Тогда я еще вполне находился в плену марксистских догм. Какое-то время, в моих глазах, то был конец всему. Никогда уже в моей жизни нигде не будет социализма. Все пережитые за него страдания и миллионы павших напрасны.

Позже я побывал в Дании и прожил там несколько месяцев. Но произошло это лишь почти три десятилетия спустя. А в 1968 году я не понимал, что в той же Дании, например, где королева ездит в подержанной машине, а миллионеры восемьдесят процентов своих доходов отдают в налоги (не так, как у нас теперь — и курьер, и миллиардер по 13%!), где действуют неограниченные политические и парламентские свободы, всем доступно хорошо отлаженное образование и здравоохранение, а дети вообще живут, как райские птицы, что там гораздо больше социализма, чем во всех Коммунистических манифестах вместе взятых.

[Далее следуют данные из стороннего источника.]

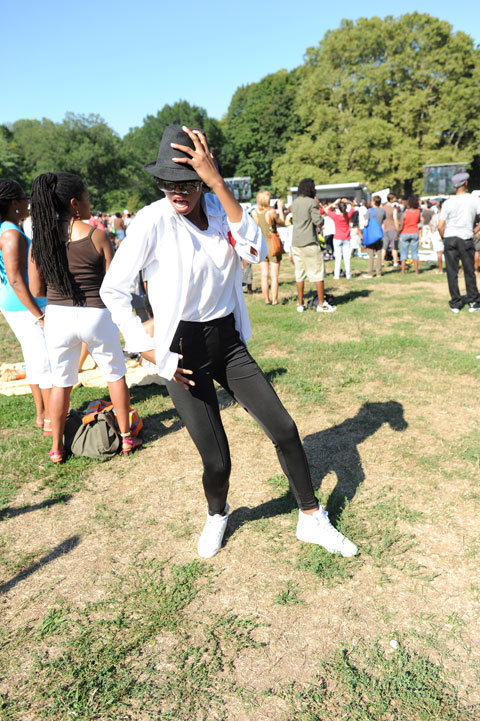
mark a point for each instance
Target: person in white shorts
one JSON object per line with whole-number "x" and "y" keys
{"x": 69, "y": 259}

Вторжение в Чехословакию для меня, как и для многих либеральных «детей XX съезда» (выражение Евтушенко), явилось ударом обухом по голове. Конечно, я давно не верил брежневской бюрократической клике. Но все-таки думал, что они, пусть и переродившиеся, но коммунисты. И на такое никогда не решатся. Все-таки эпоха сталинизма осталась позади. А они решились. Оказалось, что снова без удержу можно глотать не только отдельные человеческие жизни, но и целые страны. Я ходил, потрясенный, с туманом в голове. Иногда казалось, что дальше незачем больше и жить.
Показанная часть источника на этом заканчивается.